One year into the ACEs Aware grant, a state-led initiative under California Surgeon General Nadine Burke Harris, MD, we know more than ever about the impact of adverse childhood experiences (ACEs) and toxic stress on young people.

We know ACEs describe 10 categories of adversities in three domains – abuse, neglect and household challenges – experienced by the time a person reaches 18 years old.

We know 62% of California residents have experienced at least one ACE and 16% have experienced four or more ACEs, using 2011-2017 Behavioral Risk Factor Surveillance System (BRFSS) data.

And we know ACEs can present life-long implications for a person’s health and welfare.

Perhaps more importantly, we also know how important it is for clinicians to treat ACEs and toxic stress as early as possible because it can present life-long implications for a person’s health and welfare. If medical professionals are unable to diagnose and treat conditions that surface at an early age, children are likely to suffer from them throughout their lives.

“What the data tells us is that early detection and early intervention improves outcomes,” Dr. Burke Harris said in a recent interview.

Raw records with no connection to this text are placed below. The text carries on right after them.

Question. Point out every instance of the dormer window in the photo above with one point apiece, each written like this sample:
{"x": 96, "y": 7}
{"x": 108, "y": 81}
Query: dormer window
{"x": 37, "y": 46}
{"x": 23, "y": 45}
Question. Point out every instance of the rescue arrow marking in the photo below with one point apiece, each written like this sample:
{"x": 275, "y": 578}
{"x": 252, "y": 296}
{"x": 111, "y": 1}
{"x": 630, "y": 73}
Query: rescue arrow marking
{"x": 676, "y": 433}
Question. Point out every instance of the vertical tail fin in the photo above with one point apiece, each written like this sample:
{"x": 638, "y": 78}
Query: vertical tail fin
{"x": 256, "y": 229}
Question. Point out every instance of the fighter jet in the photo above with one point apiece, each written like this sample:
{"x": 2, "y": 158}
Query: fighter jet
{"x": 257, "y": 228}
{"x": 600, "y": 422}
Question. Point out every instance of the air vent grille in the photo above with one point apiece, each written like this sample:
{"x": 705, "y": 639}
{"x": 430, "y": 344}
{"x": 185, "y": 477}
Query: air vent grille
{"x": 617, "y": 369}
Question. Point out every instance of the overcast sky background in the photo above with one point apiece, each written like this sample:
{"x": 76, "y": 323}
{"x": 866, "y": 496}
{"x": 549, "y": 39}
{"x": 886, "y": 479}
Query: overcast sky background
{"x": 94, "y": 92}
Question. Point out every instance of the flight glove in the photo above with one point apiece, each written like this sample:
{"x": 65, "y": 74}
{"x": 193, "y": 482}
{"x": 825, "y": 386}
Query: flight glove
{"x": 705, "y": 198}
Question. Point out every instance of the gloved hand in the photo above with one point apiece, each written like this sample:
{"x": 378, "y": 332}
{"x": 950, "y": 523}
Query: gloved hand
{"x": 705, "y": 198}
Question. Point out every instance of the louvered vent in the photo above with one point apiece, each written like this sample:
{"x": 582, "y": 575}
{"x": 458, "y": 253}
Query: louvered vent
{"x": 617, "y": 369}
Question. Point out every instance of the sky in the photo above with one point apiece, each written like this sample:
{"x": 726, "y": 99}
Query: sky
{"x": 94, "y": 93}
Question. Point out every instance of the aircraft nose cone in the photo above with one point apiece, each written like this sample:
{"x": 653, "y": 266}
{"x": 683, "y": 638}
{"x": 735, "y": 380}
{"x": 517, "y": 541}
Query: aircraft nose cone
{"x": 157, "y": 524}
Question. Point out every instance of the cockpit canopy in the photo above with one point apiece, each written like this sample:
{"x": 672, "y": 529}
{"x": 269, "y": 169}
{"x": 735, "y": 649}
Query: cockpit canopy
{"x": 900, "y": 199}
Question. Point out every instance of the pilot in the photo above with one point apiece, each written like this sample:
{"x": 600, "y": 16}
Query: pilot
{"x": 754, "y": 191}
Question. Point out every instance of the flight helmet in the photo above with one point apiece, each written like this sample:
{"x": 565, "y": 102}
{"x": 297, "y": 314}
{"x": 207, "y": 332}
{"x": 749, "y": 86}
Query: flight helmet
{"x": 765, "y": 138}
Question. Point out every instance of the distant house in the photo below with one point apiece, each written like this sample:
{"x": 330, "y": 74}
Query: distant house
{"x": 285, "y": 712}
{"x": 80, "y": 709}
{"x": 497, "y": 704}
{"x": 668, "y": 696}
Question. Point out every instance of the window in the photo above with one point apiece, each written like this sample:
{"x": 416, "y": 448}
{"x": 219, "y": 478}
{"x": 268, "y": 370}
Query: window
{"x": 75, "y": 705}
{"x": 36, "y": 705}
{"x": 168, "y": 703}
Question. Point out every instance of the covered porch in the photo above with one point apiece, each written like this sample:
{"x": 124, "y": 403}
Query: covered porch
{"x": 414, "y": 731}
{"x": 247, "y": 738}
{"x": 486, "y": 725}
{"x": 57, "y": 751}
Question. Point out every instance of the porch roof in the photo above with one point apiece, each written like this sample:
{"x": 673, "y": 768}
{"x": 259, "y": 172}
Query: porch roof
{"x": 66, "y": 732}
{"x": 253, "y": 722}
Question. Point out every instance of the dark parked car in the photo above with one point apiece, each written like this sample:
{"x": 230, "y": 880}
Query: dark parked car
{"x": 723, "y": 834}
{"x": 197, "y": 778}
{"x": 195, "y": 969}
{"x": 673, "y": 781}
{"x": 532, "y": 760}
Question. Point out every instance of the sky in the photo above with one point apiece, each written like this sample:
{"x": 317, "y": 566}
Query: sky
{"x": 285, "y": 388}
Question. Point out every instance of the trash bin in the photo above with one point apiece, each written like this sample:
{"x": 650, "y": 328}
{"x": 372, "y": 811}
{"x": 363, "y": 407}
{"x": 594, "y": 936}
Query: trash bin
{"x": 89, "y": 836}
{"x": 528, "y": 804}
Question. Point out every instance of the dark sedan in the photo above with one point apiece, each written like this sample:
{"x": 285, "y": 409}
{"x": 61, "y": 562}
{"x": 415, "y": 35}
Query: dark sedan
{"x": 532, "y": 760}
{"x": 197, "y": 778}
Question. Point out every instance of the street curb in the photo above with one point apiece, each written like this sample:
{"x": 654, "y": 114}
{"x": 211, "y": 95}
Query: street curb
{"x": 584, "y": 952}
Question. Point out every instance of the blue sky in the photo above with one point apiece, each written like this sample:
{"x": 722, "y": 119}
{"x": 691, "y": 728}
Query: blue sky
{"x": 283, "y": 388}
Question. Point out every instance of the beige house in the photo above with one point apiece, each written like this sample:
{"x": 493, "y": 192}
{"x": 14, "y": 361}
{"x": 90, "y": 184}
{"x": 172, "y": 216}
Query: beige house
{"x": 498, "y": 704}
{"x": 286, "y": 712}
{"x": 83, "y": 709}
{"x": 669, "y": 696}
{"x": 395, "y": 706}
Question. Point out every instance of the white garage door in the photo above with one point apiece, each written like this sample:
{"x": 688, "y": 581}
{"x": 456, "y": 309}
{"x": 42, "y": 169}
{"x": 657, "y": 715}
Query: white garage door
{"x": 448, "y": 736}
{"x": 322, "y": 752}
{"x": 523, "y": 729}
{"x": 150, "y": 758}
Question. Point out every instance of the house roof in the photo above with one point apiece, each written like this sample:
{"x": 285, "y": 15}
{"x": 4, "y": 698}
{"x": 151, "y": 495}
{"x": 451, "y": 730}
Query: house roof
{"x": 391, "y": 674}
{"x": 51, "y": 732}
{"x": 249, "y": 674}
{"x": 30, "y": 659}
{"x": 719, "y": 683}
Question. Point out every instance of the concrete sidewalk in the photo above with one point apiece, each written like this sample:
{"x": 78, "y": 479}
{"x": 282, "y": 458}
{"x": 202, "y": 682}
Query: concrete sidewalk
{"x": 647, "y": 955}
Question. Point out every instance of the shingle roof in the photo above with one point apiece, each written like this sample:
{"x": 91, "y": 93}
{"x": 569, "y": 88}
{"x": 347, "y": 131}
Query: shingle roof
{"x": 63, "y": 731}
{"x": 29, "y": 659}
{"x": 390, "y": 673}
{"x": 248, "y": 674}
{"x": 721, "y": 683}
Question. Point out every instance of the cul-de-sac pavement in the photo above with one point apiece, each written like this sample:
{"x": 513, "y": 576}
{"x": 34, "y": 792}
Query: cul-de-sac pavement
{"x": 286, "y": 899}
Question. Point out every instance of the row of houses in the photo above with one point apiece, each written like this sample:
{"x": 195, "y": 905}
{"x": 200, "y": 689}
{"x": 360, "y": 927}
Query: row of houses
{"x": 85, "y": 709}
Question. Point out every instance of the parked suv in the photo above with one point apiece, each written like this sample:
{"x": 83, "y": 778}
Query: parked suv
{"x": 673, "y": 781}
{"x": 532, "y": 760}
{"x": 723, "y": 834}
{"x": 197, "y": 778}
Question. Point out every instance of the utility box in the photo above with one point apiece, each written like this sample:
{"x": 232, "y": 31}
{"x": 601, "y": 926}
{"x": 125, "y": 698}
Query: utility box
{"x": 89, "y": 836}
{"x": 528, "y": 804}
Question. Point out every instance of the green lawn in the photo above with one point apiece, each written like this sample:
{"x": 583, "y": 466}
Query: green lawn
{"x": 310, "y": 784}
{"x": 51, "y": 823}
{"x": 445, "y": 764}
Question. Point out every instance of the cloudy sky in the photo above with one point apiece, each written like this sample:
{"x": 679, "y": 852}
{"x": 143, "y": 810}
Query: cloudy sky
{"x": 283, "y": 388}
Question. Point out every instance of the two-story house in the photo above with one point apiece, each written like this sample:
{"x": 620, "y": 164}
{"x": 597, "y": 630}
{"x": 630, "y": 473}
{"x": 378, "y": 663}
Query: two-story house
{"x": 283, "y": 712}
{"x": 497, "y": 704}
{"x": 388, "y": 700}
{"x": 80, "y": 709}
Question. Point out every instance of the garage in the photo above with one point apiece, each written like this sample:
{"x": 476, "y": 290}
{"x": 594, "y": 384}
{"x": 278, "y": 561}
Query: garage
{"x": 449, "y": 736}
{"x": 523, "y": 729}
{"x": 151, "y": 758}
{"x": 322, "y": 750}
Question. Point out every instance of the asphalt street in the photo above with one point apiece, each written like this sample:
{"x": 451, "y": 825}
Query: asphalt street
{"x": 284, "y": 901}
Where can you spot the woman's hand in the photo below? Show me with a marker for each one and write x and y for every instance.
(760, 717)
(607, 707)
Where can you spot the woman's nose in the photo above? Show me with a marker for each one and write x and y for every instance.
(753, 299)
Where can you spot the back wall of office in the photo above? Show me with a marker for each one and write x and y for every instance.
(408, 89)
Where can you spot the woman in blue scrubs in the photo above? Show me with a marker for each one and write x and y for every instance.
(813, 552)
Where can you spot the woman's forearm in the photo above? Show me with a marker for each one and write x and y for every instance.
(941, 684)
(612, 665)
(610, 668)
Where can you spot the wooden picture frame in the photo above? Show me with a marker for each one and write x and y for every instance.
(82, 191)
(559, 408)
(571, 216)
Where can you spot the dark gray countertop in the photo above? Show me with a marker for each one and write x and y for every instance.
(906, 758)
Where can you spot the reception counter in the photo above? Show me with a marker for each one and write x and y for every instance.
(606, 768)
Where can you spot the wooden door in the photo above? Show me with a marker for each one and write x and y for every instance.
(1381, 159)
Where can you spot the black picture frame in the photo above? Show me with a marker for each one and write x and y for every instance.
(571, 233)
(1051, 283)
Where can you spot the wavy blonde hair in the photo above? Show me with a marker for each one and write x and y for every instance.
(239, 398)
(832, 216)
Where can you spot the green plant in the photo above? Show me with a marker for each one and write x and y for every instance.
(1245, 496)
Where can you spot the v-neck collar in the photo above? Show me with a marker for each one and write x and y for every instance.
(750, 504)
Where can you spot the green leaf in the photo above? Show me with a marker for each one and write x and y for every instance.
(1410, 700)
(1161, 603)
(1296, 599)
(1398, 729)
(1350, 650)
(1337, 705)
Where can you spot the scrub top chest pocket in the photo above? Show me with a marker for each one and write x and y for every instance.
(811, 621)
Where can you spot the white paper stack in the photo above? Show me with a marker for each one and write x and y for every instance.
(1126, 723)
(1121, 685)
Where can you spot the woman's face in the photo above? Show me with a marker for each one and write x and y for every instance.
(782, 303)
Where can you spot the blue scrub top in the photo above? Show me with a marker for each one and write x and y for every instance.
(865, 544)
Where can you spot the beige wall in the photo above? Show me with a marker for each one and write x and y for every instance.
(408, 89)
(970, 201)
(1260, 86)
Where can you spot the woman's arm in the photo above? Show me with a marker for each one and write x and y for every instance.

That’s because ACEs and toxic stress can change the way the brain develops and functions, contributing to increased risk of chronic diseases – including diabetes, cancer and stroke – as well as substance use, suicide and other injury and violence-related outcomes.

“Because children’s brains and bodies are still developing, the impact of the adversity and the trauma that they are experiencing … as a result of the pandemic has an outsized effect on their development,” Dr. Burke Harris said. “It actually can impact brain development and increase the risk for long-term mental health and physical health.”

Many states are beginning to make progress in efforts to raise awareness, improve treatment and improve clinical outcomes.

Last year, the National Council provided detailed guidance on trauma-informed care in primary care settings, emphasizing the importance of screening for trauma.

A new report released by the California surgeon general, Roadmap for Resilience: The California Surgeon General’s Report on Adverse Childhood Experiences, Toxic Stress and Health, urges communities to improve the health of young people by engaging numerous resources in a community – health care, public health, social services, early childhood, education and justice.

So much great work is being done to understand ACEs and implement strategies to help those affected by trauma. But the pandemic serves as a cruel reminder that our work must continue if we hope to make a difference in people’s lives.